Normal accidents, or why post-mortems make you go 'whut?'

Anyone taking DevOps to heart should read about Normal Accidents. The book is about failure modes of nuclear power plants; those highly automated and extremely instrumented things that they are still manage to fail in spite of everything that we do. The lessons here carry well into the highly automated environments we try to build in our distributed systems.

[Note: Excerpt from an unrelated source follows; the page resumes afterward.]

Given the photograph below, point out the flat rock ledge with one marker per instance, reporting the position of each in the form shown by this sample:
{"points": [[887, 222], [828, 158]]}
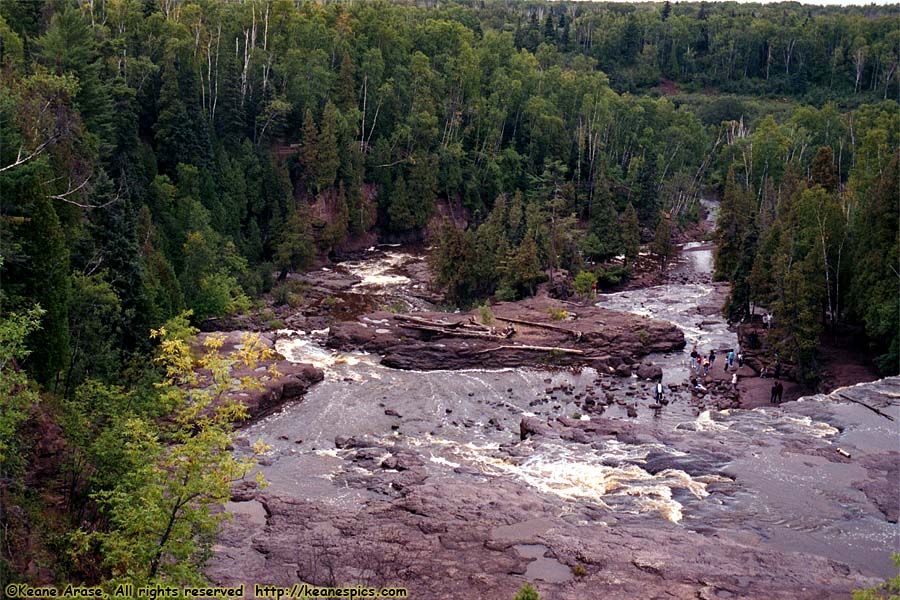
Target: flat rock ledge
{"points": [[534, 332], [274, 382]]}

There are a couple of key learnings to take from this book and theory:

  • Root cause can be something seemingly completely unrelated to the actual problem.
  • Contributing causes can sneak in and make what would be a well handled event into something that gets you bad press.
  • Monitoring instrumentation failures can be sneaky contributing causes.
  • Single-failure events are easily handled, and may be invisible.
  • Multiple-failure events are much harder to handle.
  • Multiple-failure events can take months to show up if the individual failures happened over the course of months and were invisible.

The book had a failure mode much like this one:

After analysis, it was known that the flow direction of a specific coolant pipe was a critical item. If backflow occurred, hot fluid could enter areas not designed for handling it. As a result, a system was put in place to monitor flow direction, and automation put in place to close a valve on the pipe if backflow was detected.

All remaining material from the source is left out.